A journalist who documented pro-Palestinian protesters splattering paint on the homes of the heads of the Brooklyn Museum has been arrested for participating in the vandalism, police said Tuesday.
Samuel Seligson, an independent videographer, was charged with criminal mischief as a hate crime for being present when six protesters on June 12 splattered red paint outside a Hicks St. building in Brooklyn Heights where Brooklyn Museum Executive Director Anne Pasternak lives, cops confirmed.
But Seligson’s attorney, Leena Widdi, said that the criminal charges were an “appalling” overreach since the videographer didn’t take part in the vandalism.
“Samuel is being charged for alleged behavior that is protected by the First Amendment and consistent with his job as a credentialed member of the press,” Widdi said. “What is even more concerning, however, is that this member of the press is being charged with a hate crime.”
Seligson, 32, is a fixture at New York City protests who has licensed and sold footage to mainstream outlets, including Reuters and ABC News, Widdi said.
He was previously arrested in May at a separate pro-Gaza demonstration, officials said. He told the U.S. Press Freedom Tracker that he was livestreaming the demonstration as police made arrests and identified himself as a journalist. A spokesperson for the Brooklyn District Attorney said that case had since been closed and sealed.
On Aug. 1, cops arrested Taylor Pelton, 28, after identifying her as one of the vandals. She, too, was charged with criminal mischief as a hate crime.
Vandals also painted inverted red triangles on the doors of Pasternak’s building, which Jewish advocates say are “symbols used by terrorists to mark targets they want to take out.”
The same day a home on Douglass St. in Boerum Hill — home to a museum board member — was also splashed with paint.
Police later released surveillance video of the wanted suspects and classified the incidents as hate crimes.
The vandalism was linked to opposition against the museum’s investment in companies with ties to the Israeli military.
Video of the vandalism in progress was posted to the Instagram account for A15 Actions, an international group of activists whose goal is to disrupt economies they view as participating in the bloodshed in Gaza.
A statement published along with the video said “artists and cultural workers” were responsible for the vandalism and that it was done in response to what the activists see as the Brooklyn Museum’s betrayal by supposedly calling police during a protest there on May 31.
That day, hundreds of pro-Palestinian protesters rallied outside the museum demanding that it divest from Israel, with some getting into the building and setting up tents before police arrested 34 people.
On the night Pasternak’s home was vandalized, 15 protesters on the Upper East Side splattered the Permanent Observer Mission of the State of Palestine to the United Nations with red paint. The suspects fled in a white U-Haul truck.

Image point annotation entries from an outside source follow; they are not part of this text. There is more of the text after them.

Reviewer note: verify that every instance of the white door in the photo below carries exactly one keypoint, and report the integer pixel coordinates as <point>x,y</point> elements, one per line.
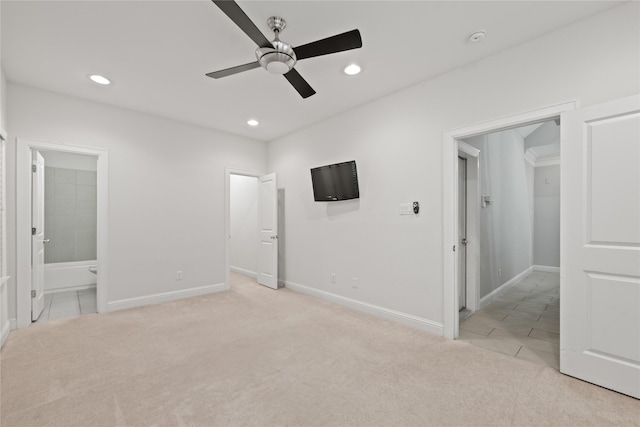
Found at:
<point>600,245</point>
<point>37,236</point>
<point>462,233</point>
<point>268,223</point>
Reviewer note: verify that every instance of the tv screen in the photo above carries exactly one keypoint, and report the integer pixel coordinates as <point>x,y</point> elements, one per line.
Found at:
<point>335,182</point>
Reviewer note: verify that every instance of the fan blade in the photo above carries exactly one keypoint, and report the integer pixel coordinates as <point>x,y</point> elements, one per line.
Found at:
<point>300,84</point>
<point>233,11</point>
<point>341,42</point>
<point>233,70</point>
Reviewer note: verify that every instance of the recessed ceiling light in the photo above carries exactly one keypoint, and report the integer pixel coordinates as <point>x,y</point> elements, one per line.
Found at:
<point>477,36</point>
<point>352,70</point>
<point>101,80</point>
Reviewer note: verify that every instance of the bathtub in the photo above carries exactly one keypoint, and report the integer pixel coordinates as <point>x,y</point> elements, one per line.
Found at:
<point>69,275</point>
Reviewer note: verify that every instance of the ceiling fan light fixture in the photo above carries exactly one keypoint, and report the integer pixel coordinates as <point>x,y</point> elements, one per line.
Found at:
<point>277,60</point>
<point>477,36</point>
<point>101,80</point>
<point>352,70</point>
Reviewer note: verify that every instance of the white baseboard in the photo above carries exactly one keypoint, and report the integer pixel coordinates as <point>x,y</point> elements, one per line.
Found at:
<point>243,271</point>
<point>164,297</point>
<point>4,334</point>
<point>68,275</point>
<point>546,268</point>
<point>486,300</point>
<point>386,313</point>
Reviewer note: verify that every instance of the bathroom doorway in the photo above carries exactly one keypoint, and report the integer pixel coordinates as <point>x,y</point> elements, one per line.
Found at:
<point>63,221</point>
<point>69,207</point>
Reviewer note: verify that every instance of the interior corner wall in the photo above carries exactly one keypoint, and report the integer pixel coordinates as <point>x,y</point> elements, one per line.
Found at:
<point>505,223</point>
<point>243,210</point>
<point>547,216</point>
<point>397,143</point>
<point>166,188</point>
<point>3,100</point>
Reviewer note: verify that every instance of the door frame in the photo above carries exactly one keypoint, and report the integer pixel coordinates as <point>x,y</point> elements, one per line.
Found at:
<point>23,222</point>
<point>450,197</point>
<point>227,218</point>
<point>472,156</point>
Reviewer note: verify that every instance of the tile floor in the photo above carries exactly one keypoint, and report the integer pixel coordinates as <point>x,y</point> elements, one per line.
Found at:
<point>68,304</point>
<point>523,321</point>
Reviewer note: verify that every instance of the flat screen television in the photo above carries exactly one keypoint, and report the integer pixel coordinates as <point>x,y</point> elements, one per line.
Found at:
<point>335,182</point>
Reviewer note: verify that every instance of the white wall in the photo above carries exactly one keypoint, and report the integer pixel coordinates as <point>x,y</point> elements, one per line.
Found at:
<point>166,188</point>
<point>505,223</point>
<point>4,300</point>
<point>397,142</point>
<point>57,159</point>
<point>547,216</point>
<point>243,209</point>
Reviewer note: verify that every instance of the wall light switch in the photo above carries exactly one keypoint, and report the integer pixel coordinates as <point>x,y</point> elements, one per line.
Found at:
<point>406,208</point>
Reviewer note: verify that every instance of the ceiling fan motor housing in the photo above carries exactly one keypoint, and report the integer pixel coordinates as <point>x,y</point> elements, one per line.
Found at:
<point>280,59</point>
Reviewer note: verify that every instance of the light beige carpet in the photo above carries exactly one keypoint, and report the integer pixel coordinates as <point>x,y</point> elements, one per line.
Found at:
<point>255,356</point>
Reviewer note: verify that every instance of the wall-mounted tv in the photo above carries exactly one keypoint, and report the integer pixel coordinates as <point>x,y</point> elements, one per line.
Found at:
<point>335,182</point>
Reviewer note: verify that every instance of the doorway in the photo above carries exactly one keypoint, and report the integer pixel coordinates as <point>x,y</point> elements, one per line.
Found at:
<point>68,234</point>
<point>251,224</point>
<point>30,276</point>
<point>450,207</point>
<point>518,312</point>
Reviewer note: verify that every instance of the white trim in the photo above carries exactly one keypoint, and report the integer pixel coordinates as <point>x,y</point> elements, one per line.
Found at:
<point>69,288</point>
<point>530,158</point>
<point>123,304</point>
<point>23,222</point>
<point>4,334</point>
<point>468,149</point>
<point>546,268</point>
<point>449,197</point>
<point>244,272</point>
<point>385,313</point>
<point>487,299</point>
<point>227,218</point>
<point>553,161</point>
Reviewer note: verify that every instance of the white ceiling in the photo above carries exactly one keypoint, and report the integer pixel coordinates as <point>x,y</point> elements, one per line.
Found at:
<point>157,52</point>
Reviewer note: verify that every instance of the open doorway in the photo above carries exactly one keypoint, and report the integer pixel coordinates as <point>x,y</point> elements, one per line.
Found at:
<point>252,228</point>
<point>453,146</point>
<point>243,222</point>
<point>519,243</point>
<point>69,208</point>
<point>80,266</point>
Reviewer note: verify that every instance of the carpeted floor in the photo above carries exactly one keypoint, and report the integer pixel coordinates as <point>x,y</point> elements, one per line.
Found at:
<point>255,356</point>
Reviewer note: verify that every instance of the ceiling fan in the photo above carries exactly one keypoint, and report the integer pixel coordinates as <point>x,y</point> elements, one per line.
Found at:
<point>277,56</point>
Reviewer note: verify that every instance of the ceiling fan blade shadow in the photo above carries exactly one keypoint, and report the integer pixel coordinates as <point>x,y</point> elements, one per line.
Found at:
<point>338,43</point>
<point>233,70</point>
<point>237,15</point>
<point>304,89</point>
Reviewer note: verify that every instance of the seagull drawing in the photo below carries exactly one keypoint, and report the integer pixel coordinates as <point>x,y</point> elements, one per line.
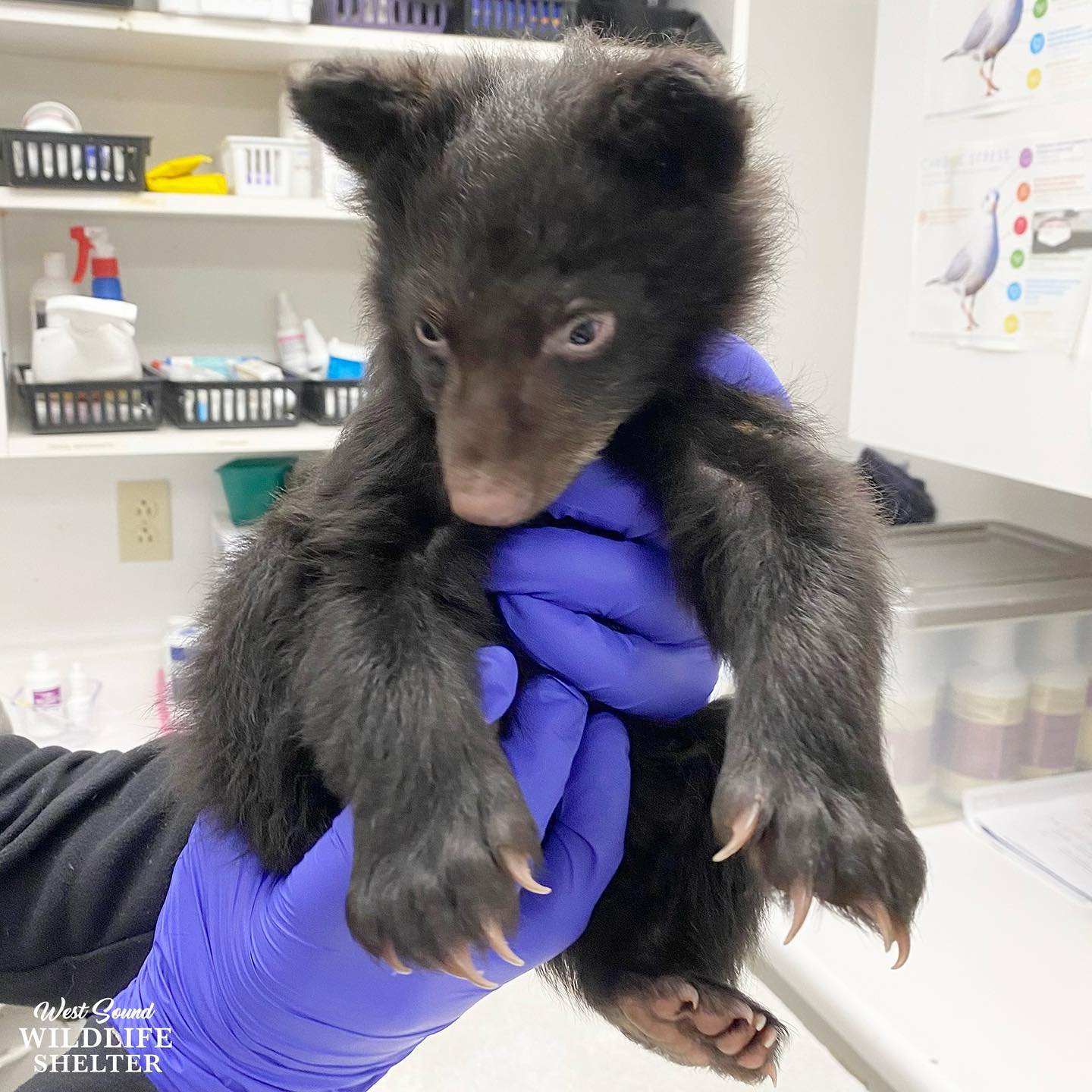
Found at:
<point>990,34</point>
<point>974,263</point>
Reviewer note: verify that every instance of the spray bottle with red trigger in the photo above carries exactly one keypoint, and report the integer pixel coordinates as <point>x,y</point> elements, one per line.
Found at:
<point>96,243</point>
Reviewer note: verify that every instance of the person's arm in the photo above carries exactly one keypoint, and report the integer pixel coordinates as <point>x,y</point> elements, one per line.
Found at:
<point>87,843</point>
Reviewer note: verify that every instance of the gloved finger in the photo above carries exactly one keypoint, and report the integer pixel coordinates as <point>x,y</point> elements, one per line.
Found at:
<point>544,733</point>
<point>602,496</point>
<point>628,582</point>
<point>732,360</point>
<point>623,670</point>
<point>310,901</point>
<point>498,677</point>
<point>585,843</point>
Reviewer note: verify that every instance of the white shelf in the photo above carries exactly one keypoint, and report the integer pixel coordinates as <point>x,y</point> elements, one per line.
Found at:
<point>169,441</point>
<point>146,37</point>
<point>168,205</point>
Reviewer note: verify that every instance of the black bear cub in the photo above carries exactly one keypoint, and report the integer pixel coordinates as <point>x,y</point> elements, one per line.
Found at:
<point>554,243</point>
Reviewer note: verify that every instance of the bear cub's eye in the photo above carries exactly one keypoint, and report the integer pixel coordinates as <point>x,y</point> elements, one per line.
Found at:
<point>582,334</point>
<point>427,332</point>
<point>585,334</point>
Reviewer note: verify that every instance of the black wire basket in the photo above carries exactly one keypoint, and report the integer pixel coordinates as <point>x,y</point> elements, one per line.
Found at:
<point>72,161</point>
<point>115,405</point>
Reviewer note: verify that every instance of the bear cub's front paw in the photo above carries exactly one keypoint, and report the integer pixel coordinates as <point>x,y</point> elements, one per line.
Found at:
<point>813,834</point>
<point>448,883</point>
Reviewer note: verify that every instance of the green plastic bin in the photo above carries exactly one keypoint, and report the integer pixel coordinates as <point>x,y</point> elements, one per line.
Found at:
<point>251,485</point>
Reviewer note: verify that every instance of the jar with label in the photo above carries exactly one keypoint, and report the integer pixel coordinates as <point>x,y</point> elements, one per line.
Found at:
<point>987,708</point>
<point>910,717</point>
<point>1059,685</point>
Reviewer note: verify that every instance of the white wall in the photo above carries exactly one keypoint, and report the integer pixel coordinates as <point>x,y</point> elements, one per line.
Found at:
<point>811,68</point>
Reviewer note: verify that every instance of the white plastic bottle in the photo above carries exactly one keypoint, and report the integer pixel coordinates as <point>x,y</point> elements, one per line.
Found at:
<point>1059,684</point>
<point>86,339</point>
<point>290,343</point>
<point>987,709</point>
<point>79,697</point>
<point>42,688</point>
<point>54,282</point>
<point>318,353</point>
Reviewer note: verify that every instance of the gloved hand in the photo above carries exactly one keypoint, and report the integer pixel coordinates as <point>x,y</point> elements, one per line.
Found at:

The German Consulate in Manhattan was also hit with red paint on May 29, and according to a social media post by Palestine Action US, plastered with flyers that read in part, “We sincerely apologize for the genocide we are committing in Gaza.”
Police said Pelton is expected to be charged with two similar vandalism events in Manhattan on the same day as the Brooklyn incidents.
Pelton was released without bail after being arraigned, officials said. Seligson’s arraignment in Brooklyn Criminal Court was pending Tuesday.